Every species (including humans) that any virus inhabits presents unique mutational and immune pressures (a species-specific mutational fingerprint). All virus, e.g. SARS-CoV-2, then develop variants consistent with these unique pressures. When the virus then reappears back in humans, large mutational jumps appear to have occurred, but only because all the intermediate small steps were hidden out of sight in an animal host.
This pattern of repeated jumps between animals and humans is very similar to what happened in prior outbreaks of SARS-CoV-1 and MERS-CoV. More stable established virus types (e.g. influenza) show an incremental year-to-year evolutionary pattern, interspersed by less frequent big mutational jumps caused by cross-over from non-human avian or swine sources.
We can expect more and more of these cross-over events (animal to human) in the future since humans, not bats, are now the largest animal reservoir of SARS-CoV-2 and are frequently in contact with susceptible wild and domesticated animals. As of January 2022, 29 different species have been found to be infected with a human form of SARS-CoV-2. For example, 40 percent of free range deer tested in Michigan in 2021 were found infected with human SARS-CoV-2.
Of course, this works both ways: mouse was immune to the initial Wuhan strain, but as SARS-CoV-2 evolved in humans, a strain that could infect mouse (Beta) emerged in early 2021. Beta made only limited headway in humans, but in wild mouse a hidden epidemic occurred, during which Omicron was likely incubated: the types of mutations seen in initial Omicron (B.1.1.529) bear a mouse fingerprint on their evolution.
This is one hypothesis that could account for the enormous difference between Omicron and the prior human variant, Delta. Only the initial (B.1.1.529) Omicron has a mouse fingerprint, subsequent mutations to Omicron (BA.1, BA.2, BA.3) are consistent with typical in-human evolution, as expected.

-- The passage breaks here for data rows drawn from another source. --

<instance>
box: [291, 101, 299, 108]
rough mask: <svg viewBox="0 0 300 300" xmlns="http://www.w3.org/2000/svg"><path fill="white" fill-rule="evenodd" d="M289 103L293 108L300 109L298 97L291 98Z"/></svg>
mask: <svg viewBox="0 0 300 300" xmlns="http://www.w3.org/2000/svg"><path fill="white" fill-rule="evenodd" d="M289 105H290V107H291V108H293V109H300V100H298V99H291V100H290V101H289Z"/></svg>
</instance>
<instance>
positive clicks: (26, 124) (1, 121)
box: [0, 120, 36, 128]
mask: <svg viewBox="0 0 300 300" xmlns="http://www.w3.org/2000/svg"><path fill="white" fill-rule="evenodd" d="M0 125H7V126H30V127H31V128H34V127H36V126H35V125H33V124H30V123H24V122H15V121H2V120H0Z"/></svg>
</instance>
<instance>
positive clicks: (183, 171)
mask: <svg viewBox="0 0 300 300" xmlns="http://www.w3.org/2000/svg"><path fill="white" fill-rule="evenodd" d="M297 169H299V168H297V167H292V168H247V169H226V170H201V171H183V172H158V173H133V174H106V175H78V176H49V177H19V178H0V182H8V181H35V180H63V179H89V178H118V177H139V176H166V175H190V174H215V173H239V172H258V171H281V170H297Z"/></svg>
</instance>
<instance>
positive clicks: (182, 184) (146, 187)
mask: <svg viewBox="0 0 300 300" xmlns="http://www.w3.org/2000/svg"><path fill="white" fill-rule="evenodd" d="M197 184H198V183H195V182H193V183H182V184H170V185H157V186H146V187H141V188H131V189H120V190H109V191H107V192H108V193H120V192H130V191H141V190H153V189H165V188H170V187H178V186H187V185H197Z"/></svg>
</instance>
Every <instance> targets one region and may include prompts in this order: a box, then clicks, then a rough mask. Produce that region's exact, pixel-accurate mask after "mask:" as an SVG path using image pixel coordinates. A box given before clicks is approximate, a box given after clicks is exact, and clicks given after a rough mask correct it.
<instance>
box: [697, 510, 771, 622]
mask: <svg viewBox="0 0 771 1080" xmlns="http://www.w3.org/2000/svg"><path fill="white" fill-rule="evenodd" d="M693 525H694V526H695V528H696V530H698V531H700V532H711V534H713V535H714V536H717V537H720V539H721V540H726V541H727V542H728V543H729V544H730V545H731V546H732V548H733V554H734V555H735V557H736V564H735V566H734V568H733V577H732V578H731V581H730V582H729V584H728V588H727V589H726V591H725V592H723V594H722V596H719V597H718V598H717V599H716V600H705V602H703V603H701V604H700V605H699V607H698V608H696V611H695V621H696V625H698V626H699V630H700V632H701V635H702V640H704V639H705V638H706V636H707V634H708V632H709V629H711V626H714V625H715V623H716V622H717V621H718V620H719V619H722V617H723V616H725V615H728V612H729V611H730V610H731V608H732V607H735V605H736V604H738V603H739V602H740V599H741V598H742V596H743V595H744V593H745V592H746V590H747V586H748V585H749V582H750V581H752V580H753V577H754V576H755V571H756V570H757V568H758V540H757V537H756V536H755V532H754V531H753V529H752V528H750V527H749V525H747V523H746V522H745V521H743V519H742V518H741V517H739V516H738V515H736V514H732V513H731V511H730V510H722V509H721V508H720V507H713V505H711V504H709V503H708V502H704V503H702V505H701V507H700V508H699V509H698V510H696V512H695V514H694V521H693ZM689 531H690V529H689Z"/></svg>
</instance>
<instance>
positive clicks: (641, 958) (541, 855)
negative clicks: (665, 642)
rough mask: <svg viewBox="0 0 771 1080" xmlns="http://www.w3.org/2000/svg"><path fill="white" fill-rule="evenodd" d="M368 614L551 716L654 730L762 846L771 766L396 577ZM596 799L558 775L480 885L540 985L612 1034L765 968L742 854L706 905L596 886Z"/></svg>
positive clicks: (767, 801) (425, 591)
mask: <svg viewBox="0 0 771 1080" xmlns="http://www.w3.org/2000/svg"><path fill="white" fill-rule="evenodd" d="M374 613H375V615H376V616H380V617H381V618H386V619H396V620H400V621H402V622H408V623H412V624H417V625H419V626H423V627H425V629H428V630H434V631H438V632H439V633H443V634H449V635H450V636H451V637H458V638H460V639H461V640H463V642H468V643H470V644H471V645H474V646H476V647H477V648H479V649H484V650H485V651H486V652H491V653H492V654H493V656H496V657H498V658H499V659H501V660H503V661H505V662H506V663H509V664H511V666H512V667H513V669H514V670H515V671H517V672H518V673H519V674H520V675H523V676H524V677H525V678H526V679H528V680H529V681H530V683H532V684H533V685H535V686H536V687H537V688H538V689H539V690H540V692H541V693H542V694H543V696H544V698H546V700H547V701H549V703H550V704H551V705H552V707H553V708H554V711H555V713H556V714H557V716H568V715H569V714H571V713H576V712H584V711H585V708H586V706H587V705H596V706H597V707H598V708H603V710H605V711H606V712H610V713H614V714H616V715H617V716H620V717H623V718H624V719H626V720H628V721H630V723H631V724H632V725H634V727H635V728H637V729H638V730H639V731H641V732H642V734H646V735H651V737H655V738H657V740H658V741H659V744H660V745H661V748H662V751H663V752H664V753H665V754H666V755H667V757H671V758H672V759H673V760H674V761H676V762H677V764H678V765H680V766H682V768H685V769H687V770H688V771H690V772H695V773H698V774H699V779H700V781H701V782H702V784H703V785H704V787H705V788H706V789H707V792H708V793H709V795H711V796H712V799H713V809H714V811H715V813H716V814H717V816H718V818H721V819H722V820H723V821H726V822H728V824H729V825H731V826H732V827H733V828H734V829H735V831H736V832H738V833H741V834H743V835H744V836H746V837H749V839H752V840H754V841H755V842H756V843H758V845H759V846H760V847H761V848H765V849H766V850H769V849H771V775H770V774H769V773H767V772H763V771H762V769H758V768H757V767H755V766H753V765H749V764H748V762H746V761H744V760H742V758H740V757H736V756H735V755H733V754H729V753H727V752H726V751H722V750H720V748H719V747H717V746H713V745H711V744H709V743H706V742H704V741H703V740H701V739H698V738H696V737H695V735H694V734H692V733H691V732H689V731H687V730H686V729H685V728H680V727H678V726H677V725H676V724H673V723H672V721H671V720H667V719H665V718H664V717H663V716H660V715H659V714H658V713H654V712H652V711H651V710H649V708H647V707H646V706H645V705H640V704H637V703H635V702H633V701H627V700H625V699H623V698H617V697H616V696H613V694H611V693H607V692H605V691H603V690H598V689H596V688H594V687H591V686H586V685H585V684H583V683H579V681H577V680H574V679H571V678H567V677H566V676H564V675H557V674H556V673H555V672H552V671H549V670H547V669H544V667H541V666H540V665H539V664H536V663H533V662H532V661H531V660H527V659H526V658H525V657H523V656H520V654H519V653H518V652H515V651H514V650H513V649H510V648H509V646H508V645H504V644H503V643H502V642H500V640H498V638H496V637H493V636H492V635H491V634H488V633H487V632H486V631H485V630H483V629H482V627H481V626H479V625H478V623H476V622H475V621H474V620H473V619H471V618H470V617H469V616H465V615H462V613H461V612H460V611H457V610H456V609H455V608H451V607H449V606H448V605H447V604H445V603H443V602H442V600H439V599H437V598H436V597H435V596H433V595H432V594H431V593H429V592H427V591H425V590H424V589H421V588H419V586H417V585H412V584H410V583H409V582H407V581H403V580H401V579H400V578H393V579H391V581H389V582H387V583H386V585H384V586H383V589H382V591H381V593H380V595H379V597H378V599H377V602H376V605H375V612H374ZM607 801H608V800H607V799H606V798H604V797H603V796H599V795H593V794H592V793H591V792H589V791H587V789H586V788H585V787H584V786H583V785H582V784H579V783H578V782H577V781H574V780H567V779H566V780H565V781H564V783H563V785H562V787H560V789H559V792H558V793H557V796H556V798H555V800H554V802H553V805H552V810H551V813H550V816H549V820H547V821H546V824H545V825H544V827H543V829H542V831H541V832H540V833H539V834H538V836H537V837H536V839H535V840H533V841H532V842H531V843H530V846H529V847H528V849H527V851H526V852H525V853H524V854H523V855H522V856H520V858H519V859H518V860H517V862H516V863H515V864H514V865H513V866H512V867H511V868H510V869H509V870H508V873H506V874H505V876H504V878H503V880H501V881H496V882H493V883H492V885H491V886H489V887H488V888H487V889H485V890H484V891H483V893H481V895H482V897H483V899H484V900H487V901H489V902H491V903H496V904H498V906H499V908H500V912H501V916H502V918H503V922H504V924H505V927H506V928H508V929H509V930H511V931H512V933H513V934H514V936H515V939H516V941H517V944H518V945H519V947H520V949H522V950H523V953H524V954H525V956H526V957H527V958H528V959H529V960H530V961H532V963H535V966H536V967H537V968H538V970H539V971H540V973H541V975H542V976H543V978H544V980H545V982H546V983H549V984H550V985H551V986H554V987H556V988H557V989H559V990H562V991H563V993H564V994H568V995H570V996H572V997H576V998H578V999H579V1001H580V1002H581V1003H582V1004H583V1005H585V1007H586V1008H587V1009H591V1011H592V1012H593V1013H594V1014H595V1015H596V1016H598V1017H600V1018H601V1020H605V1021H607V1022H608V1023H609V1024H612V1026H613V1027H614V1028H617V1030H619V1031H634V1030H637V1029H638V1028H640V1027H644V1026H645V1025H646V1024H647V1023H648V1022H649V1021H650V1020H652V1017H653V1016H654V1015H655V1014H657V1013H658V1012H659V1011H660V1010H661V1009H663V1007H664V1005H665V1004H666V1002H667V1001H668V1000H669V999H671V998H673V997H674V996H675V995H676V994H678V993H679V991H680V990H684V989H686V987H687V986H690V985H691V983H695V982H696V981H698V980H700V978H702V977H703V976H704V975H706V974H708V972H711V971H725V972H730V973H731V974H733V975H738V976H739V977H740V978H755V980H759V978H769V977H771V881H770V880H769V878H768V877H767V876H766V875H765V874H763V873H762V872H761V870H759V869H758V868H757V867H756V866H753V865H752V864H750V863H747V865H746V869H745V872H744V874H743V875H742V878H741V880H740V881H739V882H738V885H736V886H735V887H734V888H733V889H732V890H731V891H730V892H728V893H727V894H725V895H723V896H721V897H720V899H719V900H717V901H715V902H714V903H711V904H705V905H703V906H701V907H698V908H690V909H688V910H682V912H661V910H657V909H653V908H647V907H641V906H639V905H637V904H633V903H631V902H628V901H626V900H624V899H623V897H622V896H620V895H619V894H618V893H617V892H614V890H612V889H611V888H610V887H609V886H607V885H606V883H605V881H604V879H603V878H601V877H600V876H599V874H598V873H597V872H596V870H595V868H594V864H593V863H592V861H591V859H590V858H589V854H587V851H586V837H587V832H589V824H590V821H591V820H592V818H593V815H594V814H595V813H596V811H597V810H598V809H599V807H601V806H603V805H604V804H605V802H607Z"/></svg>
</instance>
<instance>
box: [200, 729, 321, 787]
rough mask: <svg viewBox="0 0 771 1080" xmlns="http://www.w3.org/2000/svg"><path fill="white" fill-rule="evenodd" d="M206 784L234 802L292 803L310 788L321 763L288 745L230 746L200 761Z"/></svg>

There are other hypotheses for the novel and extensive mutational profile of Omicron, but all require a sustained period (3-6 months) of hidden mutational evolution. Three primary possibilities: a different non-human host; a single human host with long term chronic SARS-CoV-2 infection (e.g. an immunocompromised individual); or an isolated community of humans where the virus could mutate unobserved.
To conclude, we have only a limited and hence inadequate history of the earliest SARS-CoV-2/human relationship to rely upon to predict the future. The one thing we know for sure is that SARS-CoV-2 is not yet finished with us.
We must remember that this is the third time at bat for the virus. But unlike baseball, there is no “three strikes and you’re out” rule.
The Achilles heel of SARS-CoV-1 in 2002-2003 was early detection of fever concurrent with transmissibility. A decade later; MERS-CoV had a high fatality rate but only limited transmissibility in humans and animals (mostly camels).
SARS-CoV-2 hit a winning formula: hidden early transmissibility, now universal human exposure, and widespread non-human susceptibility.
The 4,000 year history of human airborne disease transmission is one of repeated “surprises” encountering ignorance and confusion. After the past two years we have developed extraordinary (although of course incomplete) knowledge of disease processes, genomic surveillance, physical protections, diagnostics, vaccination, and therapeutics. We need to concentrate our resources on preparedness plans that reflect our growing knowledge of this wily virus.
Ignorance is no longer a valid excuse. We must not allow this foundation to erode through wishful thinking and neglect.